В подъезде стояли трое: впереди мужик в форме ФСИНиП, чуть сзади участковый Санька Воронцов, лестничный пролёт блокировал мордоворот в броне, с оружием и сканером. Санька механически-приветливо оскалил зубы.
– Сивцев Григорий Петрович? – задал формальный вопрос исполнитель.
– Он, он это, я его с детсада знаю, – зачастил Санька.
– Я – старший инспектор федеральной службы исполнения наказаний и поощрений Калинцев. В соответствии с постановлением Межрайонного суда за номером… – мужик привычно зачастил назубок выученную скороговорку.
Сзади охнула и привалилась к стене жена. Санька попытался незаметно ей подмигнуть, поддержать типа.

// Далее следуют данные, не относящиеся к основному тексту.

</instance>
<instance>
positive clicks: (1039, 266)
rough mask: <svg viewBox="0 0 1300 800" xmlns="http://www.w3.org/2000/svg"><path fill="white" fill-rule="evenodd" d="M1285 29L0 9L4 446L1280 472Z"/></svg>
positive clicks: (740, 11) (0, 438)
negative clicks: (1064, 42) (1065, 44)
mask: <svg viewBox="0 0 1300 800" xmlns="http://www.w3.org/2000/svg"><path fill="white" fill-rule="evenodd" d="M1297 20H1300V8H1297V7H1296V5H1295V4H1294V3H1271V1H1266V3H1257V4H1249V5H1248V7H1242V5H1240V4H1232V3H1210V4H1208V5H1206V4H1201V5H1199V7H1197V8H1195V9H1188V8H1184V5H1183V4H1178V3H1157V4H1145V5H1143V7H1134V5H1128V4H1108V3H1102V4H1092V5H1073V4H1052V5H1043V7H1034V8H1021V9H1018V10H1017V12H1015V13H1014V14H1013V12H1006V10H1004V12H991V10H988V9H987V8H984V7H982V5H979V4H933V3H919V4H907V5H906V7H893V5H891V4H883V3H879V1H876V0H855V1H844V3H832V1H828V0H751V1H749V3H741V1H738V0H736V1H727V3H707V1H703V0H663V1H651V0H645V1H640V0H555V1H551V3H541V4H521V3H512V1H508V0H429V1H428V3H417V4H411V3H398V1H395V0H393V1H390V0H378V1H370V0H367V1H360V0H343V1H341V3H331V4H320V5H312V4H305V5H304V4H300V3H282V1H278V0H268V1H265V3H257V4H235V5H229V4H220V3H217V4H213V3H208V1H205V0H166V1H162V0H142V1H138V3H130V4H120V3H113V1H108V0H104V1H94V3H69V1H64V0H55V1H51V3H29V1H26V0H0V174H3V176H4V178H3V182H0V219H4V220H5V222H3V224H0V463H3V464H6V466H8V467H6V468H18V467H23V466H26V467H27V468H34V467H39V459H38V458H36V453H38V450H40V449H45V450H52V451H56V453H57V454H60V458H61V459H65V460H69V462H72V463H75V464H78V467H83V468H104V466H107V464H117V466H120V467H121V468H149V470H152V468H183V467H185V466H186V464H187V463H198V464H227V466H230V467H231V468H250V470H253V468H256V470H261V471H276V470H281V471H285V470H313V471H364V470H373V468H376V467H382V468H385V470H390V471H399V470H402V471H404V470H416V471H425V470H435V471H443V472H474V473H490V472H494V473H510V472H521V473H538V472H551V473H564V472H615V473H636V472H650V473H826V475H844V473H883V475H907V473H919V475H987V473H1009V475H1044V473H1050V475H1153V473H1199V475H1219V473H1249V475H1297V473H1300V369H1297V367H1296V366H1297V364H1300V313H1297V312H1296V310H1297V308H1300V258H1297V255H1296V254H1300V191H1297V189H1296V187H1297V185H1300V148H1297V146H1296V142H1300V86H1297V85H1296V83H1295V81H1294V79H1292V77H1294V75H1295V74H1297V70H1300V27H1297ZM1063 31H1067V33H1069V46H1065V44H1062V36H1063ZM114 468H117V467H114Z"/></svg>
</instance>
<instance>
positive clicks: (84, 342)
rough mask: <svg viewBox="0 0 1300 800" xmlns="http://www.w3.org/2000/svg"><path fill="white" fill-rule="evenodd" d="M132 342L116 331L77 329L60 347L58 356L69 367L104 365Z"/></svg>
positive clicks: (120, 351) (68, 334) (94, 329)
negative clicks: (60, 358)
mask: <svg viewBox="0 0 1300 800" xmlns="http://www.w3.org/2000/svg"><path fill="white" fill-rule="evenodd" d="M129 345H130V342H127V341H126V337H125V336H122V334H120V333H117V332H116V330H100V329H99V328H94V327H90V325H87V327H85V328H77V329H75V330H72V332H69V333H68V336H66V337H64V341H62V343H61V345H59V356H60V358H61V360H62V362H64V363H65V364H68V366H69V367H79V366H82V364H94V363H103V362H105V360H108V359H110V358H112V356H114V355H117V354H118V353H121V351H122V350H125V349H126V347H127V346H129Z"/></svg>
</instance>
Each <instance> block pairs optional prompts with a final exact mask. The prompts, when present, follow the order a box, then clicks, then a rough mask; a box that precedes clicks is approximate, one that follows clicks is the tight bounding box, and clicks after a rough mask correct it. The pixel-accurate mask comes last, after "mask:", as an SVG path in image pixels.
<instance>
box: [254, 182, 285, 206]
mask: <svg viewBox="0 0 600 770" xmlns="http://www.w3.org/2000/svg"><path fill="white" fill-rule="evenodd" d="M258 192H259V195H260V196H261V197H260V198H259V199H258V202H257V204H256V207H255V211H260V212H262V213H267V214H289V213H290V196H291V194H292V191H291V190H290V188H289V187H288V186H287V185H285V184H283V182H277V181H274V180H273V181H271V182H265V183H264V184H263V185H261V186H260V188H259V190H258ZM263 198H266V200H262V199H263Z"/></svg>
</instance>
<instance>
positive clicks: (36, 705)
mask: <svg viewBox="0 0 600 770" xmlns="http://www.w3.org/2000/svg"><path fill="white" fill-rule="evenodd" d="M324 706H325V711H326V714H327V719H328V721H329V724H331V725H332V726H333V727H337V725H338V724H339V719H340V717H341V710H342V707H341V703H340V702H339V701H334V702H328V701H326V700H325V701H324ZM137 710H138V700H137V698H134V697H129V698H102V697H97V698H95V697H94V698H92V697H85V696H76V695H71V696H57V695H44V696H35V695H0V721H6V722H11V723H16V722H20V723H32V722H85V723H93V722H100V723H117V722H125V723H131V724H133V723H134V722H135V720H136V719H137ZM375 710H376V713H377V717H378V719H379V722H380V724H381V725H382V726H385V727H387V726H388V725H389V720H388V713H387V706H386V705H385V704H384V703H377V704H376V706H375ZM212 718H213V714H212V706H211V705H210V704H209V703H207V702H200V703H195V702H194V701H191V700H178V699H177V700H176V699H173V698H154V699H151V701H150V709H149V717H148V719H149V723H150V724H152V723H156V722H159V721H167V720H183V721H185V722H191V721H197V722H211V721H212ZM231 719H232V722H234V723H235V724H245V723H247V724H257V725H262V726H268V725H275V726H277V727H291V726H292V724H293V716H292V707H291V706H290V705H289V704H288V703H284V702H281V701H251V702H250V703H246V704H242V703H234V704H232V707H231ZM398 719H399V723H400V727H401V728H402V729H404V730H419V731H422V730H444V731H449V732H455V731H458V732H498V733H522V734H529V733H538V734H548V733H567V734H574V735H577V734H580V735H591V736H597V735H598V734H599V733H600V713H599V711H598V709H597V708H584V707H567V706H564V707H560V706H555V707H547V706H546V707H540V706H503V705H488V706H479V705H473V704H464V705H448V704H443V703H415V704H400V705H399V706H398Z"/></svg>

Не вышло – веко лишь предательски дёрнулось в нервном тике. Мордоворот за спиной Калинцева захлопнул створку сканера и лениво зевнул.
– Уже? –единственное, что смог выдавить из себя Григорий, прежде, чем услышать роковое «Собирайтесь». В глубине коридора закрылась дверь детской – дочка отгородилась от семейного ужаса.
– Твоя очередь подошла… – развёл руками Санька.
– Мне можно… сопровождать? – умоляюще-просяще выдохнула жена.
Исполнитель придирчиво вгляделся в осунувшееся лицо женщины, полистал документы на планшете и веско придавил своей резолюцией:
– Не возражаю!
Аля втолкнула мужа в его спальню и бросилась к шкафу, стала лихорадочно перебирать вещи:
– Хоть раз в жизни оденься прилично. Бери серый костюм… Рубашка… Где розовая?.. Мокасины коричневые найди, я сейчас… Носки серые!
В фсиниповском броневике Григория поместили в задний отсек за решётку. Але исполнитель галантно помог разместиться впереди, на втором ряду сидений, под надёжной охраной мордоворота. Жена нервно кусала губы, комкала пакет с наспех собранными вещами, то и дело поглядывая через бронестекло назад, на мужа. Гриша даже удивился: «Надо же, какая! Декабристка! Даже не думал». В горле запершило: то ли от умиления, то ли от отчаянного осознания близкой развязки.
Поездка была недолгой. Крутой поворот и спуск на подземную стоянку подвели итог сакральному пути.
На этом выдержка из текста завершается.